Are there any pieces of tack that are not serving a helpful purpose, or can be replaced with training that works better for your horse, biomechanically sound work, or a change in focus or fit? For example, I rode Diva in spurs for years to try to create forward movement but have since realized that my change in training style allowed her to carry herself better and move forward easily and freely on her own, without me pushing her.
What Can I Loosen?
Over the years I’ve met my fair share of cinchy and head shy horses. Many of them are suffering from the myth that our girth, headstall, and nose band need to be really really tight to be safe. Give your horse some breathing room and she will be far happier and safer in the long run, as overly tight straps are painful and can cause nerve and muscle damage, as well as limit breathing capacity and stride.
What Can Fit Better?
Our horses are constantly changing shape and condition. Be sure to have regular saddle fitting done and recheck the fit of your other tack frequently. There are some excellent saddle fitters around who can help you find a fit that works for you and your horse, as saddle fit can affect everything from mobility to jaw movement to digestion. As well, every mouth is shaped differently and can change with age, so bit size and type matters, or in my horse’s case, bosal size. Your comfort and balance also matter to your horse, so finding a saddle that allows you to ride in harmony with your horse is important.
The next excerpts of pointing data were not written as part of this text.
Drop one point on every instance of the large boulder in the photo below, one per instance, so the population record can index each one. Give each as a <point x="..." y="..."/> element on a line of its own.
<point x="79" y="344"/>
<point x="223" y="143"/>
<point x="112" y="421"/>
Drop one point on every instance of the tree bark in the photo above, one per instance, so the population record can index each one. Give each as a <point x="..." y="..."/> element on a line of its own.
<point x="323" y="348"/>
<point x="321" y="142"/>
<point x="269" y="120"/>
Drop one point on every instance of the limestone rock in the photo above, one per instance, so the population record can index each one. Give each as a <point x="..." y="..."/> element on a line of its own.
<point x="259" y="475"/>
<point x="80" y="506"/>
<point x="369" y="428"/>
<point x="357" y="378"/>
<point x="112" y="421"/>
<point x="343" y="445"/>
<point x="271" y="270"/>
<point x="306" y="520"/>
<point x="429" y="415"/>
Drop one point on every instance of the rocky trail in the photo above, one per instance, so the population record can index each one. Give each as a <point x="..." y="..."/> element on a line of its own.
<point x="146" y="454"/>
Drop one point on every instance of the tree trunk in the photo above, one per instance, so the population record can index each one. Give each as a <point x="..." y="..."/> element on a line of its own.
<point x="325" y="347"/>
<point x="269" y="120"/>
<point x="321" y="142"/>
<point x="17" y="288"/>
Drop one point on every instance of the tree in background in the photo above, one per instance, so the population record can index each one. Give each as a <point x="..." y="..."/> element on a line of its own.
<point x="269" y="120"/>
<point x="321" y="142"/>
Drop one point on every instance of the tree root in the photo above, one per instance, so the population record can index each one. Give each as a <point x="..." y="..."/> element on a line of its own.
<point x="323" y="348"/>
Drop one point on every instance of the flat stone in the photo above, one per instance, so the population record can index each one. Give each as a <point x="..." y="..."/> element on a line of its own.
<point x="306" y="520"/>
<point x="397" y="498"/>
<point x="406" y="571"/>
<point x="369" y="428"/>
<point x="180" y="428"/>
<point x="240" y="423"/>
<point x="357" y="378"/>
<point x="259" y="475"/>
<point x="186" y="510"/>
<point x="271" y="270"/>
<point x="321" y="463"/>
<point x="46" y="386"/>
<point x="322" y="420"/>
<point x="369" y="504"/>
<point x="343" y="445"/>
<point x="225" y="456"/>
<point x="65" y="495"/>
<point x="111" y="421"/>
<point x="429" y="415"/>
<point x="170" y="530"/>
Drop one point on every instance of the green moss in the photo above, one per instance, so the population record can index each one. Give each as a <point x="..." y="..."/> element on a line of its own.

What Works Best For My Horse?
Be sure you are using what’s best for your horse by thinking carefully about each piece of tack you use and why you use it. Photo: iStock/NYCShooter
If you are relying on a specific piece of equipment to get your horse into a certain position or control a certain behaviour, consider incorporating different types of training that work with correcting biomechanics and creating relaxation to fill these gaps, so you can move towards simplifying. In the long-term, it is far more beneficial for your horse to offer a movement like collection from a place of relaxation and choice and build up the strength to maintain this position naturally over time, rather than being pulled and held against resistance or weakness. Your horse may also need manual therapy to be able to move into these positions and sustain them in comfort.
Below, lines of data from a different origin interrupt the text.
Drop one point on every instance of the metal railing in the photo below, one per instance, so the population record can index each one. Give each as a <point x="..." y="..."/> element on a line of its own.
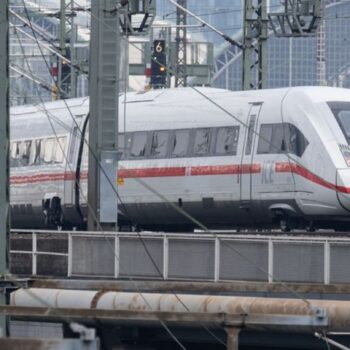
<point x="195" y="256"/>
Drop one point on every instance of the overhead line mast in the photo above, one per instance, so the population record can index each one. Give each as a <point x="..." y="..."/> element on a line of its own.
<point x="110" y="20"/>
<point x="4" y="155"/>
<point x="181" y="44"/>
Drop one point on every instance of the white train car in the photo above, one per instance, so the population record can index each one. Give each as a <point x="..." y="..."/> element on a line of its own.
<point x="229" y="159"/>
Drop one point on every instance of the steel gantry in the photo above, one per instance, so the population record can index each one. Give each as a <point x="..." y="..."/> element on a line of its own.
<point x="110" y="20"/>
<point x="181" y="55"/>
<point x="4" y="154"/>
<point x="255" y="34"/>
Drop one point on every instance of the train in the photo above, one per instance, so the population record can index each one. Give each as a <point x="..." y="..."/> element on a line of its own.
<point x="230" y="160"/>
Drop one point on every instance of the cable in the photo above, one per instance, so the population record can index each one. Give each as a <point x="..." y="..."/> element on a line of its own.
<point x="67" y="162"/>
<point x="246" y="126"/>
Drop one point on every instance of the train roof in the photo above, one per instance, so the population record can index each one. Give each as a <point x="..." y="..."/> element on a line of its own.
<point x="169" y="108"/>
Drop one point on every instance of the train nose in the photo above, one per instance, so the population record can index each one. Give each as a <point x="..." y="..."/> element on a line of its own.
<point x="343" y="187"/>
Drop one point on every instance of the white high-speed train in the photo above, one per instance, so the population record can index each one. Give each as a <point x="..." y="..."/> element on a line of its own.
<point x="251" y="158"/>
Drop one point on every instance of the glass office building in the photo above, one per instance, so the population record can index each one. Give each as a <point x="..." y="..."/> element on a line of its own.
<point x="294" y="61"/>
Also, remember that not all horses want to do the job you’re hoping for as much as you do. Your jumping horse may be happiest on a loose rein out on the trail. Providing varied, relaxing, fun, and appropriately challenging experiences for your horse can support her in the work you’re asking her to do, and support you in your efforts to decrease your reliance on certain types of tack.
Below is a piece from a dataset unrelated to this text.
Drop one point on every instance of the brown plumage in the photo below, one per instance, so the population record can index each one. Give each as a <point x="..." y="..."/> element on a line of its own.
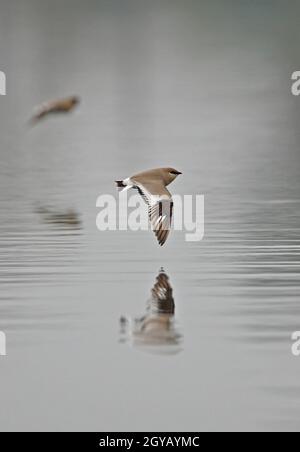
<point x="151" y="185"/>
<point x="56" y="106"/>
And finally, ask yourself if you are willing to look a bit silly and a bit out of place for the love of your horse. Sometimes we need to mix things up and be creative to find the right fit for our horse.
At the end of the day, a happy horse is a lovely thing, and I believe (hopefully not naively) that this is something we are all working towards. I look forward to hearing about all your creative equipment combos and how they are working for your horses!